Sony has been the victim of a number of cyberattacks in recent weeks, and Monday night a group known as Guardians of Peace demanded the company stop showing 'The Interview,' a forthcoming fictional movie about the assassination of North Korean leader Kim Jong-Un. 

Nick Ut/AP
Sony Pictures Entertainment headquarters in Culver City, Calif. on Tuesday, Dec. 2.

The group that has claimed responsibility for hacking Sony Pictures released more internal documents Monday and demanded that the company stop showing its new movie "The Interview."

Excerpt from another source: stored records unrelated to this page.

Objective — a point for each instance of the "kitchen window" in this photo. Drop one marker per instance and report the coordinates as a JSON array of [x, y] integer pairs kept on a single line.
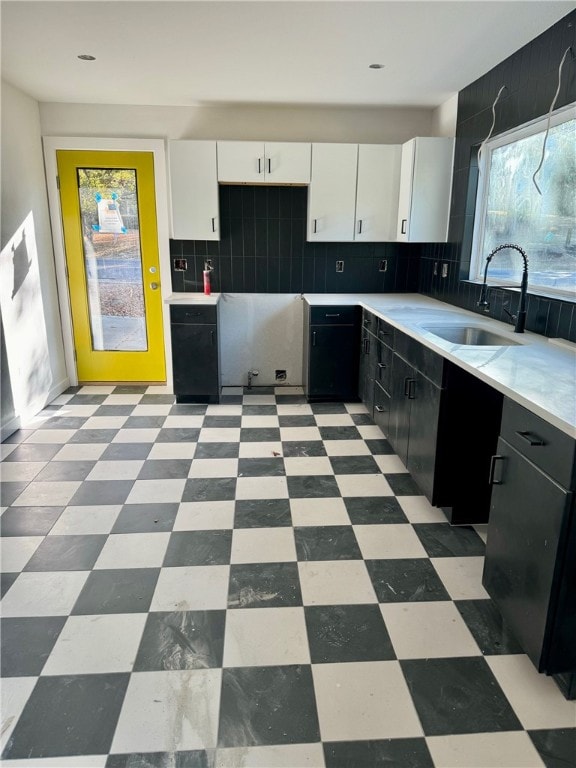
[[509, 208]]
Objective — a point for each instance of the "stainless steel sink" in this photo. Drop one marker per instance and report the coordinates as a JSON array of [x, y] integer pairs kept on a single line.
[[471, 335]]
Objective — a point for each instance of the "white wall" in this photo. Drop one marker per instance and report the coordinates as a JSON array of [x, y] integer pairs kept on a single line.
[[263, 332], [444, 118], [391, 125], [33, 368]]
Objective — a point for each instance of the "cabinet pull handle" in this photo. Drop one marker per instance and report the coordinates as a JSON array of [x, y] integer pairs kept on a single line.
[[492, 478], [531, 438]]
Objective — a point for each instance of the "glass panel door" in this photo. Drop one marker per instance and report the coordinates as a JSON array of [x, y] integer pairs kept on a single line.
[[111, 243], [112, 258]]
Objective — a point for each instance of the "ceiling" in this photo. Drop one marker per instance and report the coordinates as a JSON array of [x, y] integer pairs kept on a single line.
[[189, 52]]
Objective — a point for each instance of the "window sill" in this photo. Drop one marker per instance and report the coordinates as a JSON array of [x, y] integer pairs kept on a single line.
[[570, 298]]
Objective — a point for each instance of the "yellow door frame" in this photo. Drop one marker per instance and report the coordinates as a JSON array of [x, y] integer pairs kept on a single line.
[[158, 147]]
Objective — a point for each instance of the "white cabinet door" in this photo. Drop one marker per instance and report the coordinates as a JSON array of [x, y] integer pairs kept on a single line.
[[431, 189], [287, 162], [241, 162], [193, 190], [377, 192], [425, 186], [332, 193], [405, 192]]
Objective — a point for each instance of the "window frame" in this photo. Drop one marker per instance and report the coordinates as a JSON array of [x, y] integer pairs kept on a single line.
[[478, 256]]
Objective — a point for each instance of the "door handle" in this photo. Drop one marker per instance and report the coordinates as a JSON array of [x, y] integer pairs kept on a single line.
[[531, 438], [492, 476]]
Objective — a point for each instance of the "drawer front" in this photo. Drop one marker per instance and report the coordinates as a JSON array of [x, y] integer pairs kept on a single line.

“Stop immediately showing the movie of terrorism which can break the regional peace and cause the war,” the group calling itself GOP, or Guardians of Peace, said in a statement posted yesterday on the website Github. “You, Sony & FBI, cannot find us.” The group linked to a new set of files. GOP is apparently upset at the theme of "The Interview," a fictional movie about the assassination of North Korean leader Kim Jong-Un set to be released on Dec. 25.

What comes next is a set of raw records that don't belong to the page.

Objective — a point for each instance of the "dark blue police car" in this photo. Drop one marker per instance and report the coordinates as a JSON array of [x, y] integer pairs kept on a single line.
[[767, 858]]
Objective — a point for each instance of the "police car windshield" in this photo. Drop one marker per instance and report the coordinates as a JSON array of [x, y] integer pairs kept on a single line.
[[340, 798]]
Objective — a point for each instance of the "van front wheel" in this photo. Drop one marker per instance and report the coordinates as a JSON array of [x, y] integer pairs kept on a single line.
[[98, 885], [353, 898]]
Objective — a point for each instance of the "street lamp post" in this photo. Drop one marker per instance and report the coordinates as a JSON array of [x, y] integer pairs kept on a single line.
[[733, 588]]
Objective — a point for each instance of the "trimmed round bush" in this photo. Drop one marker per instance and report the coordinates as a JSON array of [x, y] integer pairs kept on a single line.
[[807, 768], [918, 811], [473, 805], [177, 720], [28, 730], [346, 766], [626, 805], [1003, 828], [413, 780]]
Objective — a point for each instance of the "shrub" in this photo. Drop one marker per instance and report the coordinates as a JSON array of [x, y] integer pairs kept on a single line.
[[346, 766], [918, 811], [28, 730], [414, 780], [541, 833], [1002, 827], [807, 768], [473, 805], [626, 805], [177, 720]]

The new trove of documents is the latest in a string of attacks against Sony that started on November 24, when a number the company's files were leaked online. The files included the salary of actors and personal information of 47,000 Sony employees. Five upcoming movies, "Fury," "Annie," "Mr. Turner," "Still Alice," and "To Write Love on Her Arms" were leaked online. 

Little is known about the hacking group Guardians of Peace. A few reporters have talked to supposed GOP representatives, who say the group is an international organization that isn't connected to North Korea. The authenticity of the sources aren't verified. Some speaking to The Verge said, "We Want equality. Sony doesn't. It's an upward battle." The person went on, "Sony doesn't lock their doors, physically, so we worked with other staff with similar interests to get in. Im sorry I can't say more, safety for our team is important."

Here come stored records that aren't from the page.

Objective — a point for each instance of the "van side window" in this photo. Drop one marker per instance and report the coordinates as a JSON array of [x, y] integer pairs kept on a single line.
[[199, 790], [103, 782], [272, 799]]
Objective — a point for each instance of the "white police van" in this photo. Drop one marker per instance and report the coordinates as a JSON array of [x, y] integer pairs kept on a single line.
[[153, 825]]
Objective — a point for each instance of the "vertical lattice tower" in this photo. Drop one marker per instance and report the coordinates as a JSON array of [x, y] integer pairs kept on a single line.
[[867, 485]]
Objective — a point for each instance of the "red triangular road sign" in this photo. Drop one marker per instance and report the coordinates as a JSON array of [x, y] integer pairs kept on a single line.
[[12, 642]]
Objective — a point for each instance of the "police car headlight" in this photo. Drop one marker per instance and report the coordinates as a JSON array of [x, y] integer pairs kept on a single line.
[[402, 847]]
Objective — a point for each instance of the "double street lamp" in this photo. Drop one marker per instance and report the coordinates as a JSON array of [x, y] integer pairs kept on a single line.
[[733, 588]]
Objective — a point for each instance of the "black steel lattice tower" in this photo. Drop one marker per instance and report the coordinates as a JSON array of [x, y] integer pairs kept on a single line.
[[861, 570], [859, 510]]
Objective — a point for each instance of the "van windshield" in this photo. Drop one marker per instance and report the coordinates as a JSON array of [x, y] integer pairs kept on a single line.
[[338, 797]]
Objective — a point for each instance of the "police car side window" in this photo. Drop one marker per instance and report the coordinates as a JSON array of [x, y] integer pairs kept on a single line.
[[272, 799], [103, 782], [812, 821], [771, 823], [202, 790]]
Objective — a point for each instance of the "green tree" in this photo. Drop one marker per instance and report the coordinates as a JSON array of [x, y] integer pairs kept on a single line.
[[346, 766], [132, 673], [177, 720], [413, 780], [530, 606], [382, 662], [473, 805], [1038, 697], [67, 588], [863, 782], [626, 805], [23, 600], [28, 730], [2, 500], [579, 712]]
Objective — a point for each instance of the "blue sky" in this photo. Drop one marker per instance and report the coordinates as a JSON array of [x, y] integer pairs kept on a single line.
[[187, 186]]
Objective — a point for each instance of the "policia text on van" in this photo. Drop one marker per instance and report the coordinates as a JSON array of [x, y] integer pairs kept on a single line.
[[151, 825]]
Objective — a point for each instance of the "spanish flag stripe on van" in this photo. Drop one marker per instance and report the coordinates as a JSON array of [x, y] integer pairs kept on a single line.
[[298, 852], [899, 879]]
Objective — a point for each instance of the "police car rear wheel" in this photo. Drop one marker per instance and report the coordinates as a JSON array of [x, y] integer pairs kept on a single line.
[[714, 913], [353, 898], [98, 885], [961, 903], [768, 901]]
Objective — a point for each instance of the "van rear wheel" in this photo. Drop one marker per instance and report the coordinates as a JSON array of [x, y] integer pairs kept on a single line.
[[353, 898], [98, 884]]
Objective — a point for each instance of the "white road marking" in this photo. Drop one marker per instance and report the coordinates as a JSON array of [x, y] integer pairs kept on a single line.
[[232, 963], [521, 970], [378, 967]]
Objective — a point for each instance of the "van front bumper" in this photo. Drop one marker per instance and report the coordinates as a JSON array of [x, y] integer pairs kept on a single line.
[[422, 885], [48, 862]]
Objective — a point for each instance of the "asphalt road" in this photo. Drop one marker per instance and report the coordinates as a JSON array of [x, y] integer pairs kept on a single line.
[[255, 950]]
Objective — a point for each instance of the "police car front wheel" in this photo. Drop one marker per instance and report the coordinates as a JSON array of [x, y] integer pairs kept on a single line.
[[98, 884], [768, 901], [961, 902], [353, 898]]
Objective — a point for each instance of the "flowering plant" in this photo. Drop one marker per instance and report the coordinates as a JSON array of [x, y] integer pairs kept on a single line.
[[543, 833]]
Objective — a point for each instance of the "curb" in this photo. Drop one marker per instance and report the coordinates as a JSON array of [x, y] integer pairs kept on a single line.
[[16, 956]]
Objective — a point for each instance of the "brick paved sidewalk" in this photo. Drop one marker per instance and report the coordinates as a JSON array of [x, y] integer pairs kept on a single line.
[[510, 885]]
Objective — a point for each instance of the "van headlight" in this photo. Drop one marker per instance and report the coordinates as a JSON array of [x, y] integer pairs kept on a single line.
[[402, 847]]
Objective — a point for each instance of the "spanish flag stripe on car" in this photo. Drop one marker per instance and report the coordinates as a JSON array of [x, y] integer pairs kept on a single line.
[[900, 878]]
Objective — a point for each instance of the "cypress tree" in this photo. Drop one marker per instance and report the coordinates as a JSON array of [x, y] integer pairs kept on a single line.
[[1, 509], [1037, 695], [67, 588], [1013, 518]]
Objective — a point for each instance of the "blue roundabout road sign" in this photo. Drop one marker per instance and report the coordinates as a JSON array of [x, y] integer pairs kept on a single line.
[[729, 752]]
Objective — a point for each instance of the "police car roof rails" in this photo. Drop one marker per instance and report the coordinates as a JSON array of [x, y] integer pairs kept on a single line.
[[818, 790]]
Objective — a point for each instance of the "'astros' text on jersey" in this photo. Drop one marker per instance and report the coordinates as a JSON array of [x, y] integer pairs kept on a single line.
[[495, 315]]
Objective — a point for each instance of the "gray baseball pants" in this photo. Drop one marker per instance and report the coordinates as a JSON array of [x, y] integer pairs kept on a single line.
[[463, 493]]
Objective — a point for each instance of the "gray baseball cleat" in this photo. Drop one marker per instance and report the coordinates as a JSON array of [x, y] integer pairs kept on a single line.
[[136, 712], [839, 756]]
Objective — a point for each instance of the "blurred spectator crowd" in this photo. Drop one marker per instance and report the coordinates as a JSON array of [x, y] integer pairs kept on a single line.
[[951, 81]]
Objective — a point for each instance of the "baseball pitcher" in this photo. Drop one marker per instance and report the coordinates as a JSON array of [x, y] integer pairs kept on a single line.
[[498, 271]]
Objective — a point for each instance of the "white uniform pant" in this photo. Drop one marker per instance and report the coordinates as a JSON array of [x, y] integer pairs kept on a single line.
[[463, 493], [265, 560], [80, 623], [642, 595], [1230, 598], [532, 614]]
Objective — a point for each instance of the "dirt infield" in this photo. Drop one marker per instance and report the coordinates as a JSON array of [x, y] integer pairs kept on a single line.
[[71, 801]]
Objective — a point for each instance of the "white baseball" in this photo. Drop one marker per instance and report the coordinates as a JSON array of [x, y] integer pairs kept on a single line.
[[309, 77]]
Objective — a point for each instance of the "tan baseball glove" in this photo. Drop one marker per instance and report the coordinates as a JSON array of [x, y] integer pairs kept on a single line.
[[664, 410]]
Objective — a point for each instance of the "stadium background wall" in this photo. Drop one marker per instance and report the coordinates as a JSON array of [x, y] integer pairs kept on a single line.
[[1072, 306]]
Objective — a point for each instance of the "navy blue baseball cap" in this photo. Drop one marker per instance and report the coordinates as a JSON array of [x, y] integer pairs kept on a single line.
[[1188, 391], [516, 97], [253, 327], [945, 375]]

North Korean officials have denied any part in the attack but called it "a righteous deed."

CBS News reports that the program that wiped Sony's computers was written in Korean and North Korea has been purportedly connected to three attacks that were previously claimed by unknown activist groups. One of the groups shares a server with Guardians of Peace.

This isn't the first time Sony has been the target of a high profile cyberattack. The company was hacked in May 2011 after it took legal action against George Hotz, who modified the PlayStation 3 video game console. LulzSec, a hacking group, broke into the Sony system and stole data on 24.6 million customers and took the network offline for 40 days. 

Sony and the FBI are working to find out who is behind the attack. Senior Sony staff will brief employees on the latest developments in the case and FBI will tell the staff about cybersecurity awareness on Dec. 10, according to Bloomberg. The FBI is working from a war room on the Culver City lot and is continuing to look into the attacks.